As they drove home, Sam didn't recognize the streets they were passing. The signs and distinguishing landmarks had all been flattened.
Even today, she still gets lost after dark, despite living in Joplin almost her entire life.
"I didn't know how bad it was until that next day," she remembered.
In mid-October, Sam and Thomas married on a farm in Conway. They had planned a ceremony in May, but the tornado interrupted their plans.
Once they recovered from the shock of the storm, they decided to attend church services every Sunday, and now they pray often. Sam believes the chance to own a home at age 23 was the work of God.
Before there were even walls, she had already picked out the colors she wanted in the house: almond brown in the living room and light pink for the nursery. Gavin declared his room needed to be neon green with Jesus on the wall.
The night after Sam learned her family had been selected for the Ten for Joplin project, she began searching the Home Depot website for furniture, frames, all the things they lost.
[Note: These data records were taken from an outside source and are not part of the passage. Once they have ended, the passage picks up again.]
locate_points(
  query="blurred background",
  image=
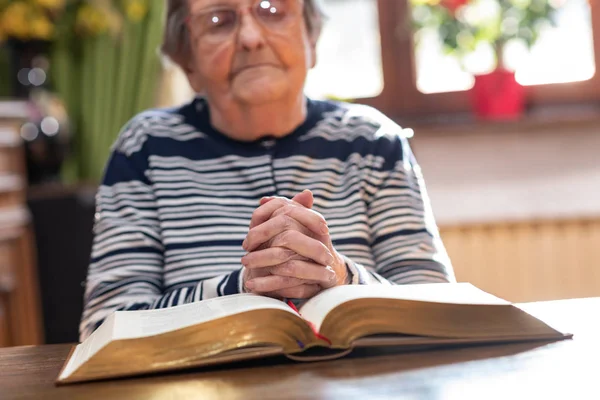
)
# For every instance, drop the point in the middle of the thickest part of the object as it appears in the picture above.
(501, 99)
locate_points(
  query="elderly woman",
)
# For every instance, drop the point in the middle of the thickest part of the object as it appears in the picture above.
(252, 187)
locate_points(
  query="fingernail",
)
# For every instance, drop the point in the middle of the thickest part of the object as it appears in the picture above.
(332, 275)
(324, 228)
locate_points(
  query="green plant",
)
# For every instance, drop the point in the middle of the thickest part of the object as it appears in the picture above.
(103, 65)
(462, 25)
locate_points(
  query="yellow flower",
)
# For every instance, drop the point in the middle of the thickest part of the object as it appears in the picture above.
(15, 20)
(41, 28)
(136, 9)
(51, 4)
(92, 20)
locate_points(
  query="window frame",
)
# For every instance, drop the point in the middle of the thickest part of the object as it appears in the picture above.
(401, 97)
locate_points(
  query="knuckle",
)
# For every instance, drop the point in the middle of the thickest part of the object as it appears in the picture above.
(285, 238)
(285, 254)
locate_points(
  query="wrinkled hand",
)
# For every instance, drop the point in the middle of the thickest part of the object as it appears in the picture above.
(290, 252)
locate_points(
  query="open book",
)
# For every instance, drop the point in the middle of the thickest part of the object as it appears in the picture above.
(245, 326)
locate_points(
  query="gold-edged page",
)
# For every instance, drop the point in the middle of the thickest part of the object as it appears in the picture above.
(84, 351)
(144, 323)
(316, 309)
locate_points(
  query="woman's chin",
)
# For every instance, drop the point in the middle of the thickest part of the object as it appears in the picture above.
(259, 91)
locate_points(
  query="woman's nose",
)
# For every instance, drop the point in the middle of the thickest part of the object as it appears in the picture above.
(250, 34)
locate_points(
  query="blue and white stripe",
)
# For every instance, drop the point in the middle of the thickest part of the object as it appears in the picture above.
(177, 198)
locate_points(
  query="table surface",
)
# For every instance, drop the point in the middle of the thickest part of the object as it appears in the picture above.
(563, 370)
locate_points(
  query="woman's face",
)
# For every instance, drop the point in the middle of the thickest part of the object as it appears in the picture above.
(248, 51)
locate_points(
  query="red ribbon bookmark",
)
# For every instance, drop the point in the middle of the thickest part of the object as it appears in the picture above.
(312, 326)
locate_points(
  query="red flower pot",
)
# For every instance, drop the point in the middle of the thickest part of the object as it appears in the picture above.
(498, 96)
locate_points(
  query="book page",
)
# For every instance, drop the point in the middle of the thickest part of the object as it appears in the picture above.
(136, 324)
(316, 309)
(84, 351)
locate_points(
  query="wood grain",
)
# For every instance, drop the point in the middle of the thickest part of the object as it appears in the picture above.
(527, 370)
(528, 260)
She checked the cart halfway through the online shopping spree — the total was already more than $7,000.
"We're just going to have to buy things one at a time," she said.
One recent Saturday when there wasn't much work left on the house, Sam decided to seek out the Habitat volunteers and thank them individually for their time.
"If it weren't for these people, we wouldn't be in this house," she said. "It gives me goosebumps.
"A lot of bad things came out of it, but a lot of good things did, too."